1.5.1. Infection bioassays using in vitro rearing of larvae

Difficulties associated with controlling experimental conditions using honey bee colonies prompted the development of in vivo rearing conditions that allow rearing honey bee larvae in the laboratory and also a way to test the effects of pathogens, toxins and drugs. Refer to the BEEBOOK paper on larval rearing for a detailed protocol (Crailsheim et al., 2013). Exposure bioassays of in vitro reared larvae have been used to test differences in virulence of various A. apis strains (Vojvodic et al., 2011b), to compare the temperature response of chalkbrood and stonebrood (Vojvodic et al., 2011a), to test susceptibility of various honey bee subspecies towards A. apis (Jensen et al., 2009b), to test virulence of A. apis with or without presence of other Ascosphaera species commonly associated with solitary bees (Vojvodic et al., 2012) and to explore the host response to infection of A. apis  at the molecular level (Aronstein et al., 2010).

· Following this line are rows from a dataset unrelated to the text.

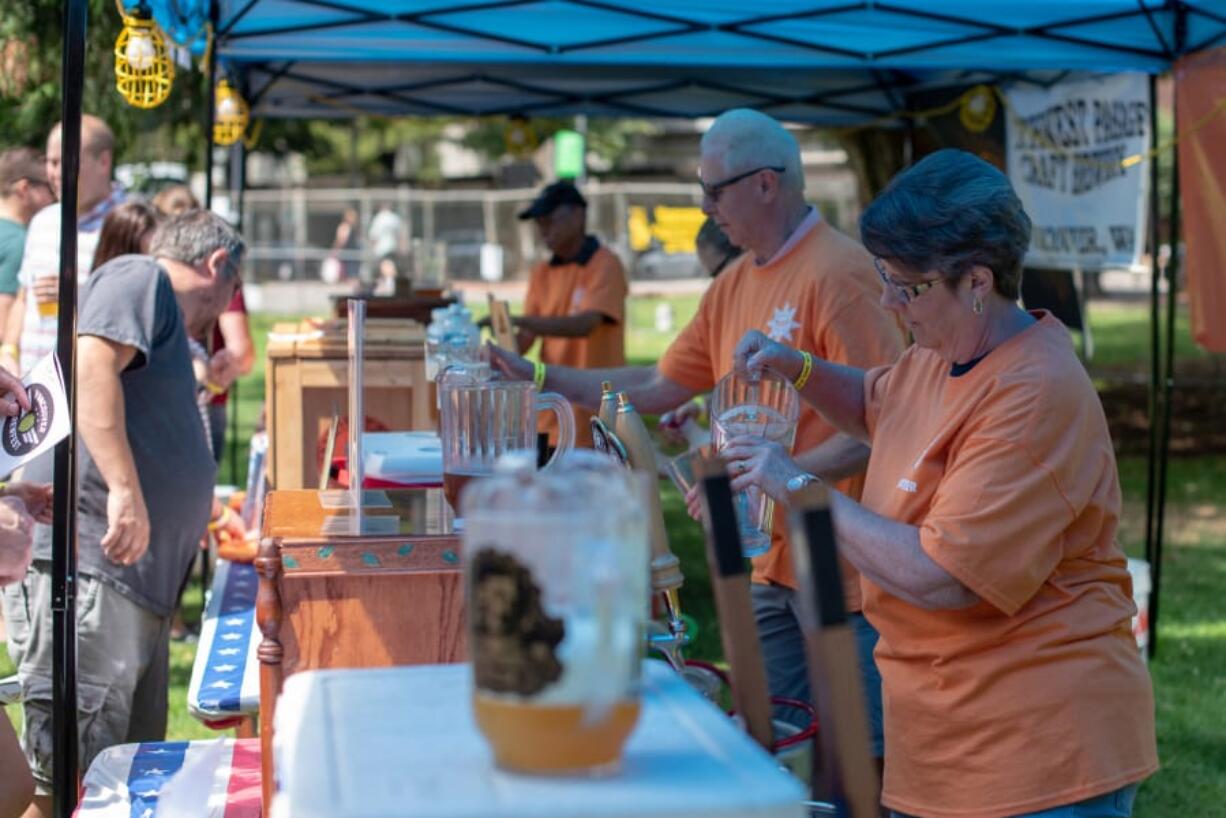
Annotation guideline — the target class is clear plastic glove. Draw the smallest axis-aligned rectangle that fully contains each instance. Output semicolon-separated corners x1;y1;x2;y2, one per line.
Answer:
0;496;35;586
659;399;704;446
721;434;808;505
485;342;534;382
733;329;803;382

Ascosphaera apis spores have to be ingested by the larvae, hence they must be incorporated in the larval food. There are two ways spores can be administered - either the larvae can be fed a small quantity (5 µl) of spore contaminated diet, which they will ingest quickly, or the larvae can be fed spore-contaminated diet ad libitum for a certain period. The advantage of feeding small quantities is that the exact dose per larvae can be controlled, and if fed with different dosages an exact LD50 can be calculated (Jensen et al., 2009b). Depending on the larval ages, additional feeding has to be done on the same day, approximately 2 hours later, after the first 5 µl is consumed. However if the aim is to produce a high numbers of infected individuals it can be more efficient to use surplus diet, as it is less time consuming.

All larval instars can be infected by A. apis (Jensen, unpublished), but it is recommended to use 2nd-4th instar larvae. When using 5th instar larvae, the A. apis spores have a limited time period in the gut for germination and penetration of the gut wall before the bee defecates, and 1st instar larvae are very fragile.